3. The Assessee, being aggrieved, challenged the said addition before the Ld. Commissioner, but could not succeed as the Ld. Commissioner by considering the conclusion drawn by the AO in making the addition, as well as claim/reply of the Assessee, ultimately affirmed the aforesaid addition, by observing and holding as under:

Grounds 1 to 6: In these grounds of appeal the appellant has stated that the AO erred in adding purchases made as bogus as communicated by Sales Tax Department. On perusal of the above documents, it is noted that there is clear evidence that appellant has indulged in accommodation bills through booking bogus purchases thereby reducing profit and thus evaded taxes. There are no evidences for bogus sales. Appellant also not submitted any evidence like Purchase and Sales register, Inventory register or any other evidences to prove his claims of bogus sales.

In view of the above, order of AO is upheld and the grounds are noted as dismissed.”

5. The Assessee, being aggrieved, is in appeal before this Court. At the outset, the Ld. Counsel Ms. Tisha Bagh has demonstrated that impugned order is a cryptic order and the Ld. Commissioner has not considered the factual aspects in its right perspective. Even otherwise, from the conclusion drawn, it appears that the Ld. Commissioner has recorded that there are no evidences for bogus sales and therefore according to the Ld. Counsel the impugned order is liable to be set aside. The Ld. Counsel further stated that without prejudice to the rights of the Assessee, if addition is to be affirmed then 100% cannot be made, as the profit element embedded in the bogus purchases can only be added in view of the judgment passed by the Hon’ble Jurisdictional High Court in the case of Pr. CIT vs. M/s. Mohammad Haji Adam & Co. (in ITA No. 1004 of 2016 and others dated 11.02.2019).

6. On the contrary, the Ld. D.R. refuted the claim of the Assessee by contending that the Assessee before the authorities below has failed to substantiate his claim specifically before the AO as no material was produced by the Assessee for establishing the genuineness of the purchases and therefore there is no infirmity in the orders passed by the authorities below.

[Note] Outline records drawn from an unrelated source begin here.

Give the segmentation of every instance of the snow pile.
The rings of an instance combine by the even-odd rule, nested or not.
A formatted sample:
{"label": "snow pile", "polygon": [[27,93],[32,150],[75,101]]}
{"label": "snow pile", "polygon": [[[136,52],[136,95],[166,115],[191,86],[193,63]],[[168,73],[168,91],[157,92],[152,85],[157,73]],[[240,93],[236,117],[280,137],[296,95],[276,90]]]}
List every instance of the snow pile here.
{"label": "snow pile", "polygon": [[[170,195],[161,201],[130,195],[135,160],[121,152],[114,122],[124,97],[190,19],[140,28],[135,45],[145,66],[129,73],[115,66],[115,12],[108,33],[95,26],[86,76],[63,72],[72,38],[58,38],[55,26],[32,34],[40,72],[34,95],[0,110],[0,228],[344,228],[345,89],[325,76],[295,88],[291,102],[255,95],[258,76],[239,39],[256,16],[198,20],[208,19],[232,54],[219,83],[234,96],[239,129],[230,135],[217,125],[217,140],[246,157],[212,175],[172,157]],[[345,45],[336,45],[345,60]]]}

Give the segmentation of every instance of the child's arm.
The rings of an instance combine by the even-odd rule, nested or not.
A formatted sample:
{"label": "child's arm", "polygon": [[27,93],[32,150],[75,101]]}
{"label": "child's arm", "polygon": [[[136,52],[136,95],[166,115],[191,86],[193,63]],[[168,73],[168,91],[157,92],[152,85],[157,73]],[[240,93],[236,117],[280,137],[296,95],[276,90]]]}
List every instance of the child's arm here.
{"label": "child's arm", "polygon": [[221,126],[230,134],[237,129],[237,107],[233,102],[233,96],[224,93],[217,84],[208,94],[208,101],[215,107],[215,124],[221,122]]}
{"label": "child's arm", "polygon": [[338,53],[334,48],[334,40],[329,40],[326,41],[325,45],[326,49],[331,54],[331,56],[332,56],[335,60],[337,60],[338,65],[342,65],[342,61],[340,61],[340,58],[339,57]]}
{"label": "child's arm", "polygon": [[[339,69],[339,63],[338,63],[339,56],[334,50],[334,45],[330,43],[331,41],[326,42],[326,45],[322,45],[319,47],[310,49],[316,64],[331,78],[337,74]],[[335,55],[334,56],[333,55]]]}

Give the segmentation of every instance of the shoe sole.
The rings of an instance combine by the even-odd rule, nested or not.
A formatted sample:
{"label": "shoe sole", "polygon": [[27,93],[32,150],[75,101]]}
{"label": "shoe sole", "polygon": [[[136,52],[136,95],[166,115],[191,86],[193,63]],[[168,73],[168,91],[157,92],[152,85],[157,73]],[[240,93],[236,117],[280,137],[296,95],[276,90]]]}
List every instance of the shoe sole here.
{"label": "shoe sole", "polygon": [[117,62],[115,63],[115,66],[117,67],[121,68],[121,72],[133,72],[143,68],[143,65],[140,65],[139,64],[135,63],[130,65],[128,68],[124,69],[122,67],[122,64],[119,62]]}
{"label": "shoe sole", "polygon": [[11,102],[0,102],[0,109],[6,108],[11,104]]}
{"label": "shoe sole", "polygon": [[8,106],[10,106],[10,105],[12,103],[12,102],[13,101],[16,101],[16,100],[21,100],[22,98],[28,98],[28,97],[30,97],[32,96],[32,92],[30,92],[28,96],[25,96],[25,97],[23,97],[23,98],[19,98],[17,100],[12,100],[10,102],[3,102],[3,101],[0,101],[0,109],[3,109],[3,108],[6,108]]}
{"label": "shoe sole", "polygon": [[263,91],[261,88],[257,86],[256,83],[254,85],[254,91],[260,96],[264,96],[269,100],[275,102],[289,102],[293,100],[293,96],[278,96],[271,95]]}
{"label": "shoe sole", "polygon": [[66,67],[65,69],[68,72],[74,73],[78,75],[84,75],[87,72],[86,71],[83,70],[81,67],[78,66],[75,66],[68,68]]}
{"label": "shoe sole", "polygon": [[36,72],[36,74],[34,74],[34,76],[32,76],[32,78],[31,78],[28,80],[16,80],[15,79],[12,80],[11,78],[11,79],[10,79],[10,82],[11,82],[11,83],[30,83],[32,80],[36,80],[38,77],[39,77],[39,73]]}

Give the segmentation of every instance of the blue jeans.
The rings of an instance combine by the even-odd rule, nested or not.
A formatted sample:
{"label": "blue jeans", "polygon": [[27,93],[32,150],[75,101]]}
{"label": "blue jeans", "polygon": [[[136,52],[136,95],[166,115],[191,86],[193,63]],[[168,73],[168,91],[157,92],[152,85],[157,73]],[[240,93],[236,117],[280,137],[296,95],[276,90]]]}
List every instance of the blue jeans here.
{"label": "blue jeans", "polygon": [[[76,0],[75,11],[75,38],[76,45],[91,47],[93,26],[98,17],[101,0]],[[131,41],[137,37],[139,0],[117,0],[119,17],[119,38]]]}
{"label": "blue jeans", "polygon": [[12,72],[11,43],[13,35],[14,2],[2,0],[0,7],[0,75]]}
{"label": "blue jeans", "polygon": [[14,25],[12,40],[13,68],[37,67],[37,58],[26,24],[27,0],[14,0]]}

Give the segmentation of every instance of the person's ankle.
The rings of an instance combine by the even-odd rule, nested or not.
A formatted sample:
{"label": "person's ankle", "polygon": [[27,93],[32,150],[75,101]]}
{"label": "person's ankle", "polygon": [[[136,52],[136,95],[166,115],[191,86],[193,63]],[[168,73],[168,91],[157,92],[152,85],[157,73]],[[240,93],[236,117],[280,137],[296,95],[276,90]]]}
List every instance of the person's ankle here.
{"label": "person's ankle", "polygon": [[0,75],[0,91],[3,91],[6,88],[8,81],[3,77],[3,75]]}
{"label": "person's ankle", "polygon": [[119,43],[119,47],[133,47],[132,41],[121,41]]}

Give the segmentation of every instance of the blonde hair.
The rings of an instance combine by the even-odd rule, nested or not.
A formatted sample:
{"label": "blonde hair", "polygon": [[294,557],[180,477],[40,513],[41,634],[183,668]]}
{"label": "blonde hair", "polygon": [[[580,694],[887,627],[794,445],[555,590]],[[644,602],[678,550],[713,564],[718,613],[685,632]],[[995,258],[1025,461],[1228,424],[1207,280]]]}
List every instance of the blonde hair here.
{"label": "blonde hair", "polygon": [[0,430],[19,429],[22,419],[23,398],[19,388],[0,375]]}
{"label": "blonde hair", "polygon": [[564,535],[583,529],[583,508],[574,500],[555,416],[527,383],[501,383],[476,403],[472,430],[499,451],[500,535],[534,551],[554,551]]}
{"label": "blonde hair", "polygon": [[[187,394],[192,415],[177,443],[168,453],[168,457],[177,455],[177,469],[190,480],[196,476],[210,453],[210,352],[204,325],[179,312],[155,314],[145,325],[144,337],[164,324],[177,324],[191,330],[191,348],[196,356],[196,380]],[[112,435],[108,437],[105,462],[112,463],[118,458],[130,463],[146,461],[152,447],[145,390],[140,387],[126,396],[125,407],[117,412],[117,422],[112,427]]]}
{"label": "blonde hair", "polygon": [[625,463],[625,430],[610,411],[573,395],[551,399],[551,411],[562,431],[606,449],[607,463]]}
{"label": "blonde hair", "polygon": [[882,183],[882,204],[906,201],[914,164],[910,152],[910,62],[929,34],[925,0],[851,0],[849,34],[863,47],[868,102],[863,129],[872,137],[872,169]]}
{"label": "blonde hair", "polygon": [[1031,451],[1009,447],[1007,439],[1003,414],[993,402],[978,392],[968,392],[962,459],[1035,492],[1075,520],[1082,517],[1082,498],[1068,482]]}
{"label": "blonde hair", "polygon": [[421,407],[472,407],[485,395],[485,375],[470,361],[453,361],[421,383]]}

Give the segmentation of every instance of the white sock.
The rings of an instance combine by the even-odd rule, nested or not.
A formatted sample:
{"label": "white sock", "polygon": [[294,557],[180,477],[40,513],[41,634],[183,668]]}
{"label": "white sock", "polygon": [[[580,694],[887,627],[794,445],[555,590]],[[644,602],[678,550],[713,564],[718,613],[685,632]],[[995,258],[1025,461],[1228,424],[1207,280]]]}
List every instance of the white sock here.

7. Heard the parties and perused the material available on record. Admittedly, the Assessee before the AO as well as before the Ld. Commissioner except filing the reply has not produced proper documents to establish genuineness of the purchases made, and therefore the same has been considered as bogus by the authorities below and thus on this aspect no interference is warranted.  However, coming to the second/alternate claim raised by the Ld. Counsel on behalf of the Assessee, this Court is in concurrence with the alternate claim of the Ld. AR and not refuted by the Ld. DR that profit element only can be subjected to addition and hence, the AO is directed to verify whether the bogus purchases have already been shown by the Assessee in its profit & loss account and on finding answer “affirmative” then to apply GP rate @5% of the bogus purchases over and above the GP/profit already shown on the same, if any by the Assessee, and recompute the income accordingly.

8. In the result, the appeal filed by the Assessee stands partly allowed.

Order pronounced in the open court on 12.12.2024.